Gambaran manusia mukmin dengan segenap ciri yang terdapat dalam Al-Qur’an dan hadis ini merupakan gambaran insan kamil dalam kehidupan ini, dalam batas yang dapat dicapai manusia. Allah menghendaki agar manusia dapat berusaha mewujudkan ciri-ciri mukmin dalam dirinya. Sebagaimana Rasulullah shallallahu ‘alaihi wa sallam telah membina generasi pertama kaum mukmin atas dasar ciri-ciri tersebut. Beliau berhasil mengubah kepribadian mereka secara total serta membentuk mereka sebagai mukmin sejati yang mampu mengubah wajah sejarah dengan kekuatan pribadi dan kemuliaan akhlak mereka. Secara singkat, kepribadian orang beriman dapat menjadi teladan bagi orang lain [3].

Al-Kafirun

Dalam banyak ayat, Al-Qur’an menunjukkan perilaku orang-orang kafir. Al-Qur’an menguraikan ciri-ciri khusus mereka sebagai berikut:

  1. Tidak mengakui keesaan Allah, rasul-rasul, hari akhir, kebangkitan, dan penghisaban. Mereka menyembah selain Allah, sesuatu yang tidak memberi manfaat kepadanya dan tidak dapat menimpakan bahaya atas mereka.(Al-Kafirun:1-6)
  2. Dalam hubungan sosial dan keluarga, mereka biasa bersifat zalim, suka memusuhi orang-orang mukmin, mencegah perbuatan baik, dan memutuskan silaturahmi. (Al-Maidah: 73)
  3. Secara moralitas, kepribadian kafir suka mengingkari perjanjian, durhaka, menurutkan hawa nafsu, menipu, sombong, zalim, dan dusta.(Al-Insan: 3)
  4. Bila dilihat orang dengan kepribadian kafir mengeluarkan emosi dan perangai benci, dendam, dan dengki terhadap orang-orang yang berkepribadian mukmin atas karunia Allah yang telah dicurahkan kepada mereka.
  5. Adapun dari segi intelektualitas dan keilmuan, orang-orang dengan kepribadian ini biasanya mengalami stagnasi pemikiran, lemah bernalar, taklid buta terhadap kepercayaan-kepercayaan dan tradisi nenek moyang, dan jiwanya tertipu. (Al-Kahfi: 29)

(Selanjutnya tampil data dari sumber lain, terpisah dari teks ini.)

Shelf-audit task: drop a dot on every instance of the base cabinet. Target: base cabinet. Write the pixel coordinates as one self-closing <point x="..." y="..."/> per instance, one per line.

Ciri-ciri tersebut menyebabkan mereka kehilangan keseimbangan kepribadian. Akibatnya, mereka mengalami penyimpangan ke arah pemuasan syahwat serta kesenangan lahiriah dan duniawi. Hal ini membuat mereka kehilangan satu tujuan tertentu dalam kehidupan, yaitu beribadah kepada Allah dan mengharapkan ridha-Nya untuk kebaikan dunia dan akhirat.

Al-Munafiqun

Orang-orang munafik adalah kelompok manusia yang berkepribadian lemah, sikapnya tidak jelas, posisi keimanannya juga tidak jelas. Secara ringkas, ciri-ciri khusus mereka yang banyak dijelaskan dalam Al-Qur’an dan hadis sebagai berikut:

  1. Tidak mengambil posisi keimanan tertentu. Mereka menampakkan keimanan jika berada di kalangan orang-orang muslim dan menampakkan kemusyrikan jika menjumpai orang-orang musyrik.(Al-Munafiqun: 1)
  2. Dalam hubungan sosial, mereka menganjurkan kemungkaran dan mencegah yang ma’ruf, suka menyebarkan fitnah dan isu-isu terhadap barisan orang-orang Islam, condong pada persengkongkolan kejahatan, bila berbicara selalu dibuat-buat agar berpengaruh pada lawan bicaranya, gemar bersumpah untuk membenarkan diri, dan sangat memperhatikan penampilan fisik untuk menarik perhatian orang dan mempengaruhinya. (At-Taubah: 67, Al-Munafiqun: 2)
  3. Secara moral, orang dengan kepribadian ini tidak percaya diri, ria, penakut, suka berdusta, kikir, suka menggunakan kesempatan dalam kesempitan, dan mengikuti hawa nafsu. (Al-Ma’mun: 4-7, An-Nisa: 58, An-Nahl: 91)
  4. Menilai dari perangai serta emosi yang sering dikeluarkan, orang munafik biasanya takut terhadap orang-orang mukmin maupun orang musyrik, pengecut, takut mati, serta membenci dan mendengki orang-orang muslim. (Sahih Muslim 2777)
  5. Orang-orang munafik secara intelektualitas dan keilmuan selalu bersikap tidak jelas, ragu-ragu, tidak mampu memberikan penilaian atau keputusan, dan tidak dapat berpikir lurus. (Sahih Muslim 2784a)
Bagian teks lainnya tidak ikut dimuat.